The Jewish Federation of Greater Washington called for a “full investigation and the swift arrest of the perpetrators.”
The American Jewish Committee noted that both Char Bar and another kosher restaurant, Rothschild TLV, in Manhattan were vandalized on the anniversary of Kristallnacht.
“The timing of these attacks sends a truly threatening message even as attacks on kosher and Jewish-owned businesses have sadly been carried out with alarming regularity over the past 13 months,” the AJC stated. “We call on local and state governments to take decisive action to protect the Jewish community.”
Jonathan Greenblatt, CEO and national director of the Anti-Defamation League, wrote that “Char Bar is a staple for the D.C. Jewish community, and I’m proud to be a regular.”

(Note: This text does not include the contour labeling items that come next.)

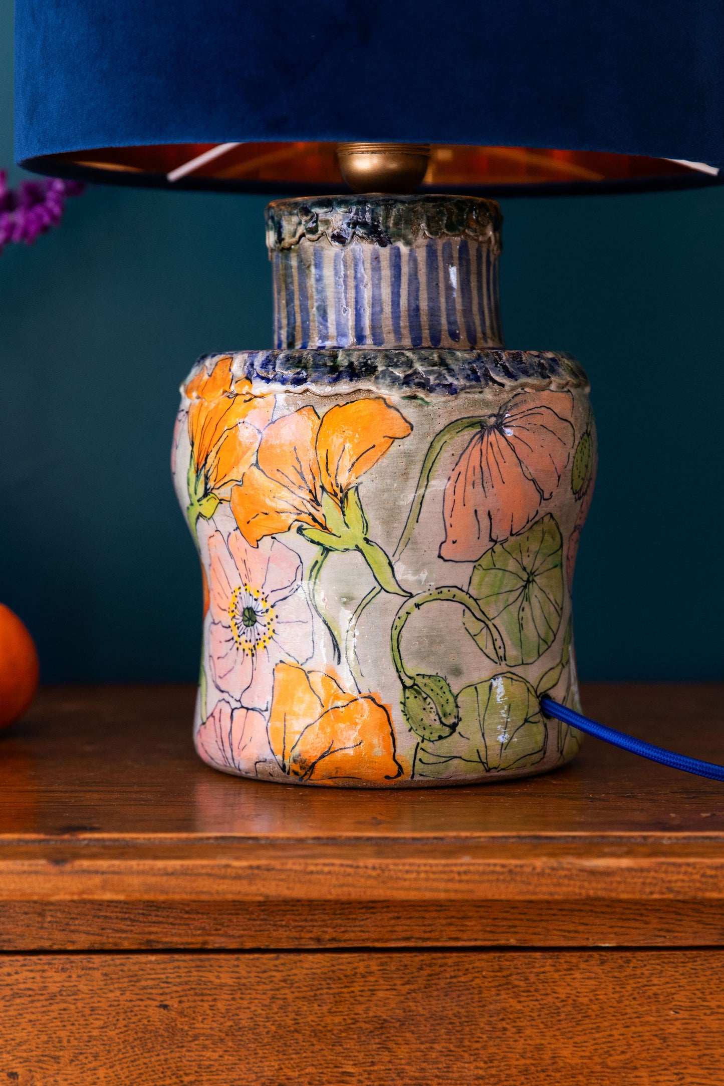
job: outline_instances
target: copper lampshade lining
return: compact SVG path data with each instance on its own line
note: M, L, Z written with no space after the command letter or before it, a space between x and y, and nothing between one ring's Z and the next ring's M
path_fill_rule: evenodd
M100 148L46 155L23 165L45 174L106 184L211 188L259 192L344 191L336 143L240 143L219 157L168 182L174 169L214 148L213 143ZM716 184L717 178L666 159L519 147L433 144L420 191L495 192L670 188Z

“I’m disgusted by this act of vandalism. All of us at ADL stand behind the restaurant’s management and staff,” he wrote. “We urge law enforcement to do everything possible to find those responsible and hold them fully accountable under the law.”
As a Chabad rabbi who is conspicuously Jewish, Shemtov told JNS, “I refuse to be afraid to walk the street, because of how I appear.”

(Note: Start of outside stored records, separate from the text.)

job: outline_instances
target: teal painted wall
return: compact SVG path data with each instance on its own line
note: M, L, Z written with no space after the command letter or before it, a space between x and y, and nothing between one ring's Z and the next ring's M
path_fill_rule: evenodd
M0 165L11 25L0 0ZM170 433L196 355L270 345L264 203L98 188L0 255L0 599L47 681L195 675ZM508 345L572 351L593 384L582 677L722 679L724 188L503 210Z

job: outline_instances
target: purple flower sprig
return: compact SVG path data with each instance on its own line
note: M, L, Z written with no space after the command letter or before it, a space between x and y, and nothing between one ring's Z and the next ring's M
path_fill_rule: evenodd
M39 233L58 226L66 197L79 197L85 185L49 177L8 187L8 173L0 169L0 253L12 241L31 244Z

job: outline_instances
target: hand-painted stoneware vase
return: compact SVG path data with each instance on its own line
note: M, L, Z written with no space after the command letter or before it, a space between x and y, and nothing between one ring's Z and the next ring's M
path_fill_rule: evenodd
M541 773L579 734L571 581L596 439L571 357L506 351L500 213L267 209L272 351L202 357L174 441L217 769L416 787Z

“We, the Jewish people, are living in a precarious time. We, on the one hand, have seen some deterioration, and on the other hand, we have seen some improvements,” Shemtov said. “We’ve been through this before in the course of our history, and I have no doubt that, as before, we will prevail. It’s just a very difficult time right now.”
“We are a resilient nation, and those who thought that they could hurt us or annihilate us before, have found over time that they may have some temporary successes, but we will ultimately prevail,” he added.
‘I’m the guy to help’
Chelst grew up in the Kemp Mill neighborhood in Silver Spring, Md., some 10 miles north of downtown Washington. Though he grew up Modern Orthodox and went to Yeshiva University, he isn’t ritually observant (dati) now.
“That’s why I answered the phone on Saturday,” he told JNS. “I’m not traditional dati.”
Chelst’s brother has been in a kollel for 35 years, and since Chelst isn’t involved in the Orthodox community, running kosher restaurants is his connection, he told JNS. (He added that his wife is the daughter of Holocaust survivors.)
“I’m 50% haredi,” he said. “I told the Vaad,” the kosher certifier, “when I took over that I’m haredi bein adam l’chaveyro, but not so much bein adam l’Makom.” (The terms mean that he practices commandments that are interpersonal but not those that are between man and God.)
“If there are nine people for a minyan, I will definitely go. I’m the guy to help,” he told JNS. “But the minute the 10th person walks in, I’m probably not.”
The “semi-retired” restaurant owner, who works in residential mortgages, runs eateries as a hobby, he said. He is planning to open a kosher restaurant in the Dominican Republic and is in the process of opening one at George Mason University, in Fairfax, Va. “The kitchen is already done,” he said.
He is also opening a food truck called Makom on a Roll, in partnership with Makom, which, per its website, works to “support and empower people with intellectual and developmental disabilities to achieve the quality of life to which they aspire.” Adults with disabilities will help staff the truck, Chelst said.